— Сколько тебе лет?
Или:
— Ты уже в школе учишься?
Пастернак был первым человеком, который обращался ко мне на «вы». Как я ему за это был признателен!
И в-третьих… Борис Леонидович частенько капризничал, восхитительно и явно капризничал по мелочам: это могло касаться назначения сроков следующей встречи, выбора места за столом и прочее. И мои родители, вместо того чтобы немедленно строго осудить его за это или хотя бы пристыдить — со мной всегда поступали так, — пускались в уговоры, оборачивали все в шутку, и в конце концов все складывалось в его пользу. Это рождало у меня ребяческую надежду, что будущее моих собственных капризов не так безнадежно.
В натуре Бориса Леонидовича были черты, традиционно более подходящие женскому характеру. Он знал за собой это женоподобие, и ему оно нравилось. Берусь утверждать это потому, что Борис Леонидович охотно, громко и прилюдно страдал по поводу женских странностей своей натуры.
И это проявление в нем — тоже женское. Причем женские черты эти обличали присутствие в натуре Пастернака очень своенравной и, если хотите, коварной женщины. Бориса Леонидовича, особенно на людях, одолевала страсть нравиться, обольщать. Предметом обольщения становился любой непосвященный, попавший в поле его зрения.
Помню одного простодушного человека, испытавшего на себе всю прелесть женского коварства Пастернака.
Сейчас уже не могу вспомнить, кто именно из друзей моих родителей попросил разрешения привести с собой в наш дом на званый ужин своего то ли знакомого, то ли дальнего родственника, приехавшего в Москву из провинции.
В нашем доме за праздничным столом всегда собирались близкие друзья: художник Кончаловский, кинорежиссер Довженко, писатель Вс. Иванов, хирург Очкин, редактор Чагин. Вполне возможно, что на том званом ужине был еще кто-то, а кого-то из перечисленных мною тогда не было — это не важно. И конечно, был Борис Леонидович.
Не знаю, насколько ясные представления свежий гость, скованный застенчивостью довольно молодой человек, представившийся архитектором, имел о присутствующих, но хозяин дома, прославленный артист, был ему знаком по многочисленным ролям если не в театре, то в кино. Восхищенный неожиданной близостью экранной знаменитости и радушным приемом, гость «ел» влюбленными глазами хозяина и ловил каждое его слово. Все, кроме Бориса Ливанова, гостем обозначались явно: «и другие». Такого отношения к своей персоне Борис Леонидович стерпеть не мог. Не дожидаясь, когда его попросят, как было заведено, прочесть стихи, а он сначала откажется, а потом все-таки согласится, Пастернак стал читать без всяких просьб, перекрыв своим гудящим, глуховатым баритоном застольные разговоры. Все внимание переключилось на него.
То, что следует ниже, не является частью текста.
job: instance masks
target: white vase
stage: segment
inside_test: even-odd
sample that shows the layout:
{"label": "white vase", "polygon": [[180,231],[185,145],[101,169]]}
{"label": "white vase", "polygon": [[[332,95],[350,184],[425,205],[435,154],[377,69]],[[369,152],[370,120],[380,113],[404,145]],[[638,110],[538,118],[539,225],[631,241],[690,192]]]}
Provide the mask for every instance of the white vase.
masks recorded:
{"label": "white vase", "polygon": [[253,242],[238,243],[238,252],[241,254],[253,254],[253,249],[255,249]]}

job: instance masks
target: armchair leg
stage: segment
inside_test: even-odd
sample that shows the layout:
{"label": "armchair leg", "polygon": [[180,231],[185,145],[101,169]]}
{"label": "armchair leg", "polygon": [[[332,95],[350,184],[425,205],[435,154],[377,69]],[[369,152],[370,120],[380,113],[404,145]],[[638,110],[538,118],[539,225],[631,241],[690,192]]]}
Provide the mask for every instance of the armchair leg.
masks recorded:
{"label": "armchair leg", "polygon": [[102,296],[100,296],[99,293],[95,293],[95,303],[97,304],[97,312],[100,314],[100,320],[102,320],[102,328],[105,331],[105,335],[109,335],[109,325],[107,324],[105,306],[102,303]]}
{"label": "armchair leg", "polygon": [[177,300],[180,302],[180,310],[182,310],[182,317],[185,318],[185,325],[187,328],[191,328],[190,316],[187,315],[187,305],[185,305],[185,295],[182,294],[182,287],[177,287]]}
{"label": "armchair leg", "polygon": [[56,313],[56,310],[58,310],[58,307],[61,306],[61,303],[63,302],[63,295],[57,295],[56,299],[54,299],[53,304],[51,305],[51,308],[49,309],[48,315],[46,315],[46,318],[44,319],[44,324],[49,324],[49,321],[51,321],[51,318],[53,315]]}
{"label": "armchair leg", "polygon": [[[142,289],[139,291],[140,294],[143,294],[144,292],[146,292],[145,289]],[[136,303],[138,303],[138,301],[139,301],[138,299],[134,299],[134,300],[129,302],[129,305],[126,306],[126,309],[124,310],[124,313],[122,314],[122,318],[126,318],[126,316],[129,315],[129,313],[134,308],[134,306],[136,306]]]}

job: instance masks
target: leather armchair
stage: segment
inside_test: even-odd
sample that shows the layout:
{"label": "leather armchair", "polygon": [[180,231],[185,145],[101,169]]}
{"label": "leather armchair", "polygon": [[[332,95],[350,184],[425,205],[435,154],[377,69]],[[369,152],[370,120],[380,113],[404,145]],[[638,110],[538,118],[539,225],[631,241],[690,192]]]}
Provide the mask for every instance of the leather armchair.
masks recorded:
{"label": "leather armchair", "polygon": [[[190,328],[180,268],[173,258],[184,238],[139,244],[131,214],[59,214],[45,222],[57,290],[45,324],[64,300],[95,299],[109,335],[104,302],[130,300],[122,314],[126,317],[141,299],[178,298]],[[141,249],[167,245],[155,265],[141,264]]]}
Но он никого не замечал, кроме теперь смотрящего в рот поэту свежего гостя. Потом затеял с ним разговоры об архитектуре, громко восхищался суждениями гостя об этом предмете и призывал к восхищению всех присутствующих. Потом опять замечательно читал свои стихи, рассказал забавную историю о Маяковском и кончил тем, что предложил выпить за здоровье своего нового друга. При этом потребовал погасить в комнате свет, зажег каким-то одному ему известным способом коньяк в своей рюмке и стоя выпил эту пылающую синим огнем рюмку до дна.
Так завершился тот памятный вечер.
Естественно, архитектор, задержавшийся в Москве по делам (а я думаю, что только с целью продолжить знакомство), настаивал на следующей встрече со счастливо обретенным другом — поэтом Борисом Пастернаком. То ли знакомые, то ли родственники архитектора, у которых он остановился в Москве, уступили его настояниям и собрали у себя застолье в прежнем составе. Родители мои тоже были приглашены.
И конечно, был Борис Леонидович.
Потрясенный внезапной вспышкой высоких дружеских чувств в Пастернаке к незнакомому, случайному в этом кругу гостей человеку, я ревниво стал выспрашивать у мамы об ожидаемом продолжении этой внезапной душевной близости. Оказалось, что Борис Леонидович заметно помрачнел, когда его новый друг раскрыл ему навстречу объятия, сидя за столом, что-то невразумительно бурчал на его вопросы, а то и вообще пропускал обращенные к нему слова мимо ушей, а где-то раздобытую архитектором книгу стихов, приготовленную Пастернаку для автографа, вообще, как выяснилось, забыл подписать. Ни о каких декламациях и пылающих рюмках не могло быть и речи.